Introduction
Introduction Statistics Contact Development Disclaimer Help
# taz.de -- Krieg in der Ukraine: Keine dogmatische Gesinnungspolitik
> Trotz wachsender Unsicherheit: Die globalen Herausforderungen erfordern
> eine friedliche Koexistenz und Zusammenarbeit über Differenzen hinweg.
Bild: Die Konfrontation zwischen Demokratien und Autokratien darf nicht das kon…
Der Krieg in der Ukraine befindet sich bekannterweise in einer besonders
gefährlichen Phase. So überrascht, mit welcher Unbekümmertheit die
Eskalationsrisiken in der deutschen Debatte vielfach übergangen werden.
Auch ein nicht völlig auszuschließender Einsatz von taktischen
Nuklearwaffen durch Russland scheint vielfach nahezu „eingepreist“ zu
werden.
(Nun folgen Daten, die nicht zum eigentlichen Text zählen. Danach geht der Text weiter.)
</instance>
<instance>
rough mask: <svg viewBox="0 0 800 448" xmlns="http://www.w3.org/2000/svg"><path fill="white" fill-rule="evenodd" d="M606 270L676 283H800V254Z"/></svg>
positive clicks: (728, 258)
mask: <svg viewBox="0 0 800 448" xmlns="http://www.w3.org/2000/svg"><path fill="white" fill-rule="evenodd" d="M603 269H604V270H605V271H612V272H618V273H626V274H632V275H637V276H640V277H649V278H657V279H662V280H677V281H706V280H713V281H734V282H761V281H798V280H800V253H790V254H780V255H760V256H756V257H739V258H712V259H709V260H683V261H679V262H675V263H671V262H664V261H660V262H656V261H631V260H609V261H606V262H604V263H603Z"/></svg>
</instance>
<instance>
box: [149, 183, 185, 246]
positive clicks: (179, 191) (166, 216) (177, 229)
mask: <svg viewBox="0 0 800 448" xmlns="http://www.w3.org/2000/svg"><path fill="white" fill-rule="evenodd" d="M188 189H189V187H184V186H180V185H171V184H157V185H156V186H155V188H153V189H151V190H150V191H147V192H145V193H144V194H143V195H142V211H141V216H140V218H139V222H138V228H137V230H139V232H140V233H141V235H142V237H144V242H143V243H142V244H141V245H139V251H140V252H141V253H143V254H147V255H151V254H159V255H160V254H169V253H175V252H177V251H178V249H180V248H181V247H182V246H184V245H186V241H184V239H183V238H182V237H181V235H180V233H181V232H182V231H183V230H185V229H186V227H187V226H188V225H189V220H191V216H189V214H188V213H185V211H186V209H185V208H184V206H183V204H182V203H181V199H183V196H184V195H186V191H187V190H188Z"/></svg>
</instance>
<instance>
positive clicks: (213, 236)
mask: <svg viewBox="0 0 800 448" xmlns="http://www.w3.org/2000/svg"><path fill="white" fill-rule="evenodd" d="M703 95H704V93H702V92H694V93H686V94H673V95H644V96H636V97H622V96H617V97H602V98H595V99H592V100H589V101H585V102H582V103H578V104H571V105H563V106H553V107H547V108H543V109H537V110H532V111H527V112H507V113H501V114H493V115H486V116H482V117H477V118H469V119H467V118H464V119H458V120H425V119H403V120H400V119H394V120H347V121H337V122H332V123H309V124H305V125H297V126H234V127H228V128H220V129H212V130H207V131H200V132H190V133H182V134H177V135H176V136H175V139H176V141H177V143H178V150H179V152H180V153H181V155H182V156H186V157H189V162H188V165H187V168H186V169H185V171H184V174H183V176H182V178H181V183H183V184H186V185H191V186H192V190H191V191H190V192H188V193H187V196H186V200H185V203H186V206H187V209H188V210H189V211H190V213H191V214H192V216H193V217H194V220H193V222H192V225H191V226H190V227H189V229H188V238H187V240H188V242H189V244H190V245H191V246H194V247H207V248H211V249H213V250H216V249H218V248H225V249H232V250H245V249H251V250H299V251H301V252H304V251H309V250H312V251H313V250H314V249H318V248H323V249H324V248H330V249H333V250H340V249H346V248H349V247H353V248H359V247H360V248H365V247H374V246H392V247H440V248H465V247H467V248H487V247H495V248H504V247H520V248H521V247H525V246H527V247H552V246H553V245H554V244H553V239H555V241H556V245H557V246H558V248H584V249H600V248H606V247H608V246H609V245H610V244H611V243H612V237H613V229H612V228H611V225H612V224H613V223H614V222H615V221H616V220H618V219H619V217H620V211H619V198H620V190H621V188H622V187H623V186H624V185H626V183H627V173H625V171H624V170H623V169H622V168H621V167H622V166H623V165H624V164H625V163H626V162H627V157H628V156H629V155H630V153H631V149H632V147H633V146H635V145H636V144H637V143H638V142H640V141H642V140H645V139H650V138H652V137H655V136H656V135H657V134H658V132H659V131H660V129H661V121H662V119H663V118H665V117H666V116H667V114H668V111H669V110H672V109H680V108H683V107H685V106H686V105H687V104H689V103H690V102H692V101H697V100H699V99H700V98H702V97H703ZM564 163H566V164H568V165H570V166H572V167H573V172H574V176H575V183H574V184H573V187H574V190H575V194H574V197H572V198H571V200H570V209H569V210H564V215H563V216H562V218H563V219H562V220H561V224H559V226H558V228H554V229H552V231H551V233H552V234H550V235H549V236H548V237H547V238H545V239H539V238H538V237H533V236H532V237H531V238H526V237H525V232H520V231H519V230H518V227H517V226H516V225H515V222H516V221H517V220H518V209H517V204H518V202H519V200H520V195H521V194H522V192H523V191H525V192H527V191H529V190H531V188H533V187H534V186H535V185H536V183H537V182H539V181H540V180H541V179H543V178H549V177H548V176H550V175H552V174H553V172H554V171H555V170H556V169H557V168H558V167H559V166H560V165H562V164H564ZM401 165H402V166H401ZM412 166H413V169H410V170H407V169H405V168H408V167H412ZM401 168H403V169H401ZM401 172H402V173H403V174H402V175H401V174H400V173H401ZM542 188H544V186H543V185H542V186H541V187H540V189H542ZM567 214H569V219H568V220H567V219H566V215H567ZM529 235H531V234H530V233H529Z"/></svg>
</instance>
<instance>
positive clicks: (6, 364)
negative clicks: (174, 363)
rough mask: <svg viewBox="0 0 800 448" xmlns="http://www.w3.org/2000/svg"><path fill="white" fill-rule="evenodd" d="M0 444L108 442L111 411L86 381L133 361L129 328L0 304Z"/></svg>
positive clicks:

Es geht unverändert zentral um die Frage der Lieferung schwerer
Waffen.
Die moralisch aufgeheizte Debatte vermittelt den Eindruck, dass sich hier
das Gute und das Böse schlechthin in Gestalt Wladimir Putins
beziehungsweise Russlands gegenüberstehen. Die Notwendigkeit, die Ukraine
zu unterstützen, wird letztlich damit begründet, dass die Ukraine einen
Stellvertreterkrieg führt, dass sie für und damit letztlich im Namen der
Nato und des Westens Werte wie Demokratie, Freiheit und Menschenrechte
verteidigt.
Interessanterweise spricht auch das russische Regime von einem
Stellvertreterkrieg, den die Ukraine für den Westen führt. Ziel dieser
Propaganda ist, die Kriegsschuld abzuwälzen, die militärischen Rückschläge
Russlands in der Ukraine zu relativieren und gleichzeitig eine Drohkulisse
aufzubauen, um westliche Staaten von weiteren militärischen
Unterstützungsleistungen für die Ukraine abzuschrecken.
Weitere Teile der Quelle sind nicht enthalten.